Lets test normality and Homocesdasticity again.
shapiro.test(model_step2$residuals)##
## Shapiro-Wilk normality test
##
## data: model_step2$residuals
## W = 0.94623, p-value = 1.974e-10
bptest(model_step2)##
## studentized Breusch-Pagan test
##
## data: model_step2
## BP = 4.3907, df = 5, p-value = 0.4946
Based on the result, the data still don’t pass normality test but pass Homocesdasticity test. It mean the predictor might be still biased. So lets check the residual plot.
qqPlot(model_step2$residuals)## 10 66
## 194 243
Based on the result, some of the residuals still outside the line.

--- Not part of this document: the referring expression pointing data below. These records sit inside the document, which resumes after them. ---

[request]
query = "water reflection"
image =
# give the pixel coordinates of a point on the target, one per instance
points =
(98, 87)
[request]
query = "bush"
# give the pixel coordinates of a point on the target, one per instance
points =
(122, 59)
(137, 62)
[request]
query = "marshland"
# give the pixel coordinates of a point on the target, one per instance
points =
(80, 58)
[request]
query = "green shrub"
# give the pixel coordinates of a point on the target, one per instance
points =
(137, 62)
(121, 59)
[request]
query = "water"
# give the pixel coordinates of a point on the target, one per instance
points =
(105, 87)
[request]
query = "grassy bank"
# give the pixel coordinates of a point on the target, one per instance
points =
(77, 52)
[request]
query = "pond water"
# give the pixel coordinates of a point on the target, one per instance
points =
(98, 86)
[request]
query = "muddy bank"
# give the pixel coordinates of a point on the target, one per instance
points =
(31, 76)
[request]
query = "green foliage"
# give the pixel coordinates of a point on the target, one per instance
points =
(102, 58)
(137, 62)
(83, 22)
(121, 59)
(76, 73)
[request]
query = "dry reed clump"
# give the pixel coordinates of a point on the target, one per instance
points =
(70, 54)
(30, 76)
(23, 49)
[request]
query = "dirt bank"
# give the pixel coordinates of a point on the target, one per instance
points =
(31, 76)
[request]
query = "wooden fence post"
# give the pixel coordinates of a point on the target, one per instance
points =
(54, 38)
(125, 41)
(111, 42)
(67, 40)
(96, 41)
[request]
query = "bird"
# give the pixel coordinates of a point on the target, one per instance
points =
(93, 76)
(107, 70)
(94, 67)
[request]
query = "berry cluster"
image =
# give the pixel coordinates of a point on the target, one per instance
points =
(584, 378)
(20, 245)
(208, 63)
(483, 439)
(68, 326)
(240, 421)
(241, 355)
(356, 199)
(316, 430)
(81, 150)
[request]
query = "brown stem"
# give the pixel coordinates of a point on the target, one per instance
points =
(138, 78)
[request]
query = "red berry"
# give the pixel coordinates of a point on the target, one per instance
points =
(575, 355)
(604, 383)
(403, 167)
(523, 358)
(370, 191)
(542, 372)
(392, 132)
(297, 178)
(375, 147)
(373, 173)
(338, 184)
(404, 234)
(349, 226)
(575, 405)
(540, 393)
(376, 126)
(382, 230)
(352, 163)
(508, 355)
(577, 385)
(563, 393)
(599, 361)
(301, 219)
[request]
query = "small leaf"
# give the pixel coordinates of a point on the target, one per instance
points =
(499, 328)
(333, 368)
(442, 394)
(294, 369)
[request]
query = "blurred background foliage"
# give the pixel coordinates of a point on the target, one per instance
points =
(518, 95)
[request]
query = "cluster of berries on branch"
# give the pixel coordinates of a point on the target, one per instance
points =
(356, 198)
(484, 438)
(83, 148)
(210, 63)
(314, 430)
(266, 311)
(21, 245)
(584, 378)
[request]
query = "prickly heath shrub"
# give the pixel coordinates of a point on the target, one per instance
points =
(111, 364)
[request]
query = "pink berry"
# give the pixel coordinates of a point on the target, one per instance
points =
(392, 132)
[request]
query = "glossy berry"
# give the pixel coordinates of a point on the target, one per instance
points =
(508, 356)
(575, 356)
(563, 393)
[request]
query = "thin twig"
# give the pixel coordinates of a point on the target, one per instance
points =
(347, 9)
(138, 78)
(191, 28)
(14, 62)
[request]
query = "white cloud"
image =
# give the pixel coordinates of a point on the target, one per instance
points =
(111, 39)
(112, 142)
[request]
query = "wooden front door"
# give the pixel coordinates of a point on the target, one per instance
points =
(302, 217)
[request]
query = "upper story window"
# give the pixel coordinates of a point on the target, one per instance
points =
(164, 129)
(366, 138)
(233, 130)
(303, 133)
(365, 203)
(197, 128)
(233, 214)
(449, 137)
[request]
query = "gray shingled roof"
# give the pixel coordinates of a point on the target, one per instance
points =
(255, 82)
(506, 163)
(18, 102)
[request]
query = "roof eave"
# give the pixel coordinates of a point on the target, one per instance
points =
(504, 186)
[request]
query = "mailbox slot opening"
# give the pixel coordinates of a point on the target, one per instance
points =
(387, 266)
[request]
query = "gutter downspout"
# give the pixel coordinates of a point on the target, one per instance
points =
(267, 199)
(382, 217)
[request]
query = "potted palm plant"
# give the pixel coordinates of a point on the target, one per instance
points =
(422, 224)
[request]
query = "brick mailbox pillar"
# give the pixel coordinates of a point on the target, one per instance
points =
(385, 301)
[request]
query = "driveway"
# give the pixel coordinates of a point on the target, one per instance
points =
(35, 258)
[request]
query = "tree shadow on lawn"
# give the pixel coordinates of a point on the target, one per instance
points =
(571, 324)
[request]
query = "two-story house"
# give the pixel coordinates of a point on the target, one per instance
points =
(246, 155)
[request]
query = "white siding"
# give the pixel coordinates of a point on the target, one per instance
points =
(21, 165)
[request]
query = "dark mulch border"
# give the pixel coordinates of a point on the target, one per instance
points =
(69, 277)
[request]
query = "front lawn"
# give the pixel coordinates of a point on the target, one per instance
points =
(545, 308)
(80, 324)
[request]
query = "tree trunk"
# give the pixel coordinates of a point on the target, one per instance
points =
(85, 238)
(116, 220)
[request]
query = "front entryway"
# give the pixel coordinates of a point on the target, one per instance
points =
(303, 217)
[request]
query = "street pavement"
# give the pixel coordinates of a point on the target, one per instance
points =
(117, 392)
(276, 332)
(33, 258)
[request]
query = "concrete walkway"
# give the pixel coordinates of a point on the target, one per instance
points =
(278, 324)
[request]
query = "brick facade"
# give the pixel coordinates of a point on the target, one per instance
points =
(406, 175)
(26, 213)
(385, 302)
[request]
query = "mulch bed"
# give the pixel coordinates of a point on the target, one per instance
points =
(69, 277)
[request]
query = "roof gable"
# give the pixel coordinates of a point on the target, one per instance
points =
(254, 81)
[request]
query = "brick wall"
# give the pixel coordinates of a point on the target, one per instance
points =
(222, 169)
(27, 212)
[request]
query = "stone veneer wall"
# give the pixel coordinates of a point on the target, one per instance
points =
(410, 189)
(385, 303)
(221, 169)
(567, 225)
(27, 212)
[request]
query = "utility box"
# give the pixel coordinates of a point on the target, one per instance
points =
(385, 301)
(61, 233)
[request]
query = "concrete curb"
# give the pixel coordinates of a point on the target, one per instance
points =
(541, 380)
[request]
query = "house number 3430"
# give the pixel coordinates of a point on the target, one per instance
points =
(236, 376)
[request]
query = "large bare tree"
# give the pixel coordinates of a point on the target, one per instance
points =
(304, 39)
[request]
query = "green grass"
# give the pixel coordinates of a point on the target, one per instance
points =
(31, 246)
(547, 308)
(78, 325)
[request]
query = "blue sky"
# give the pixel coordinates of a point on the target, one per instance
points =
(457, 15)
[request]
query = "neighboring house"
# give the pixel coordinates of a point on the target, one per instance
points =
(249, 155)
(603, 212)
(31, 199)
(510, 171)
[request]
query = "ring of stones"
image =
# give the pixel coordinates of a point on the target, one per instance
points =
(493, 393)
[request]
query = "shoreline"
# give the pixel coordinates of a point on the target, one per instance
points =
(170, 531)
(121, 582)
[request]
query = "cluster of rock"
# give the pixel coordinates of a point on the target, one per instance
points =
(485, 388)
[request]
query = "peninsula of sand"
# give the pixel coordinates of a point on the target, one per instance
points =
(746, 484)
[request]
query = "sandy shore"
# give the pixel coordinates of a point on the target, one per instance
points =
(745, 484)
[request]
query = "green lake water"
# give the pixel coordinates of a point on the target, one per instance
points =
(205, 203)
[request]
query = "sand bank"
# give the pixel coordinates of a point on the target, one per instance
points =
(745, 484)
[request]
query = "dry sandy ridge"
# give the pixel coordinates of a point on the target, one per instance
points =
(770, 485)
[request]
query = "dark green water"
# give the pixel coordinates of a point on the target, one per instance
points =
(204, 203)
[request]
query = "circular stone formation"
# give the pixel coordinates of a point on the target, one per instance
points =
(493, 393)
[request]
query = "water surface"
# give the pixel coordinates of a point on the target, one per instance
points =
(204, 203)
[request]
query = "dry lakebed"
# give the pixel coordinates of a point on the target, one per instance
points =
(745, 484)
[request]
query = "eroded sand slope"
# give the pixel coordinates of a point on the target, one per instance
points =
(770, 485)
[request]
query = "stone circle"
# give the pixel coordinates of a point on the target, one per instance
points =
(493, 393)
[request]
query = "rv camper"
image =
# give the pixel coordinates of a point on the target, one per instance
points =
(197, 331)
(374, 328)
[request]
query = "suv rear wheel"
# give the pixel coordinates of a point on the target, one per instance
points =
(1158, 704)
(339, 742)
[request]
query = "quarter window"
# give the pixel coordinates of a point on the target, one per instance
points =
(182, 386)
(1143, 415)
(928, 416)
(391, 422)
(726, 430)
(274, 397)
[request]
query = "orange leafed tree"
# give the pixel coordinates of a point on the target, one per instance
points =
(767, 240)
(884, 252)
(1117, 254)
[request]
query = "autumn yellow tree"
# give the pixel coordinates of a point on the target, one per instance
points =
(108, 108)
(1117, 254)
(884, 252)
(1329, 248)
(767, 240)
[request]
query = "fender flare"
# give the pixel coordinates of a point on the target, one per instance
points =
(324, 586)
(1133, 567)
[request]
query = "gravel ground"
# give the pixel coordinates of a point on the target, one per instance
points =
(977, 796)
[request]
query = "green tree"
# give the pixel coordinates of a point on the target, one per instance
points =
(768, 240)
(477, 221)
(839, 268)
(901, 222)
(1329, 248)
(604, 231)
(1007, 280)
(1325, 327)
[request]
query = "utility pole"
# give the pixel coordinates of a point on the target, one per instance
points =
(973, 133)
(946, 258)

Even after we tweak the model, it still have not pass the normality test. It means the predictor might be biased. Overall the model is good, the model can explain 84% of the data with MAPE is 0.015 and RMSE is 0.03. It is better than the previous model but unfortunately with higher MAPE.